Mittwoch, 17. Januar 2018

Schlammpeitziger - Damenbartblick auf Pregnant Hill

Foto: Schlammpeitziger
(ms) Der Künstler: Schlammpeitziger.
Der Albumtitel: Damenbartblick auf Pregnant Hill.

In den letzten Tagen in denen ich mir das Album häufiger für diesen Text angehört habe, musste ich viel über den Titel nachdenken. Nochmal: Damenbartblick auf Pregnant Hill.
Wer hat jetzt den Damenbart, die Schwangere oder derjenige, der sie betrachtet? Wie kommt man auf diese verwirrend-geniale Wortkombination? Was will uns der Autor damit sagen? Bei Google Maps zumindest - ja, es war immerhin einen Versuch wert - gibt es keinen Ort, der so heißt, aber eine Schwangerschaftsbetreuung in Washington DC, die nur eine mittelmäßige Bewertung hat.
Nun müssen wir jedoch die Frage nach dem Blick stellen, denn die ist wirklich tiefgehender als dieses halblustige Herumgeirre in der Sinnfindung. Die weibliche Gesichtsbehaarung spielt dabei keine Rolle. Wie ist der Blick des Künstlers Jo Zimmermann, der sich hinter den Knöpfen und Tasten seiner Synthie-Geräte Schlammpeitziger nennt, auf sein eigenes Werk? Wie der Augenwinkel der Hörer auf die Sounds, wie der des Rezensenten auf die Musik?
Künstler: Wenn man andere Alben bereits Augenwischwaldmoppgeflöte oder Schwingstelle Für Rauschabzug nennt, hat man definitiv ein Faible für sperrig-schöne Neologismen. Und für die passende Nutzung alter Casio-Sounds. So startete zumindest sein Schaffen in den frühen 90er-Jahren. Das ist nun vorbei - schon klar - und der Klang hat sich weiterentwickelt. Er ist jedoch immer noch so herrlich minimal und lo-fi, dass Zimmermann dem Hörer ermöglicht in aller Ruhe und mit viel Aufmerksamkeit in elektronische Welten einzutauchen.
Hörer: Der bekommt auf Damenbartblick auf Pregnant Hill acht Songs mit 37 Minuten Spielzeit geboten.

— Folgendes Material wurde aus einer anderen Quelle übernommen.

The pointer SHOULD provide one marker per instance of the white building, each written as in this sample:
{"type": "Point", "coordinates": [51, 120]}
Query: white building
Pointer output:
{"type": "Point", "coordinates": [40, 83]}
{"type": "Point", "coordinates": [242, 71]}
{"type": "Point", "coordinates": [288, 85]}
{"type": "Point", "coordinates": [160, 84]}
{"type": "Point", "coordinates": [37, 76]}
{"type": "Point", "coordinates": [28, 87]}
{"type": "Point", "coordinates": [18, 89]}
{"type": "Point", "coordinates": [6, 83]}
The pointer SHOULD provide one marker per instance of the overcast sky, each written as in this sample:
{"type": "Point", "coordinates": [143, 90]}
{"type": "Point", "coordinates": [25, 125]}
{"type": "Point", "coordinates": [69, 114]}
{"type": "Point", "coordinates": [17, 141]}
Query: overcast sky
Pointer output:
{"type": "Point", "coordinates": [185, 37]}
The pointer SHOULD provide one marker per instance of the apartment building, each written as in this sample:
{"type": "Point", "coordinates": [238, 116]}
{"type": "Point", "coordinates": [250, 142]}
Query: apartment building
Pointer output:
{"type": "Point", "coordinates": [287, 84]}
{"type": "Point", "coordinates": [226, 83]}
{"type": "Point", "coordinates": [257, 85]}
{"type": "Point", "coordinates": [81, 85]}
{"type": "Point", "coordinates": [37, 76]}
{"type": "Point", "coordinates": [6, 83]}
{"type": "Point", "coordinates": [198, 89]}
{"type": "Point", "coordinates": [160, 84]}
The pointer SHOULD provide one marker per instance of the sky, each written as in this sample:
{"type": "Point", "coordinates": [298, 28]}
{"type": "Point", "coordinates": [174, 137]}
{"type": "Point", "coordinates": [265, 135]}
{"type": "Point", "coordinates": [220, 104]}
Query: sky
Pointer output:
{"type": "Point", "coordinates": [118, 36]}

Nicht zu kurz und nicht zu lang. Der alte Hase weiß genau, was er bieten muss. Er setzt auch ab und an die eigene Stimme ein - doch Obacht - es ist kein Gesang. Es sind vielmehr kleine Anekdoten oder Bestandsaufnahmen auf Englisch (außer bei Wasserstopf, soweit man es dechiffrieren kann), die zwischen Tragik und Komik oszillieren. Die Klanggebilde sind oft leichtfüßig, mal schwingen die Töne hin und her wie auf einer Kirmes. Die Grundstimmung ist schon nicht schlecht, Euphorie oder wirklich zum Tanz animierende Phasen sind Mangelware, was die Qualität jedoch nicht einschränkt.
Kann man bei elektronischer Musik eigentlich auch von Easy Listening sprechen? Wieso eigentlich nicht? Der Begriff hat wirklich überhaupt gar nichts mit Fahrstuhlmusik zu tun, das würde ihm nur schaden. Vielmehr spricht er ja seine eigene Bedeutung gut aus: Man kann einfach hinhören; sich auch berieseln lassen, mit auf die Reise genommen werden. Verspielte Avantgardisten oder die, die so tun als ob, gibt es genügend.
Hier ein kleines Best-Of der Songtitel: Bock Bounceburg, Smooth Motion Kaukraut, Kandierte Jammerlochlappen (Ja, wie geil ist das denn bitte?!).
Rezensent: Der hört viele verschiedene Musikstile mit Passion. Im elektronischen Bereich ist er jedoch im besten Sinne Novize. Doch das hier weiß sofort zu gefallen. Die Sprachspiele machen natürlich neugierig, was sich dahinter musikalisch verbirgt. Wie das wohl bei einer Live-Darbietung klingt? Wer weiß?! Man kann sich hier überzeugen lassen:

14.02.2018: Berlin – Acud Macht Neu
16.02.2018: Hamburg – Golden Pudel Club
24.02.2018: Köln – King Georg 

Damenbartblick auf Pregnant Hill erscheint diesen Freitag über das geschmackssichere Label Bureau B. Hört rein und lasst euch verzaubern. Kauft das Album und tut etwas Gutes.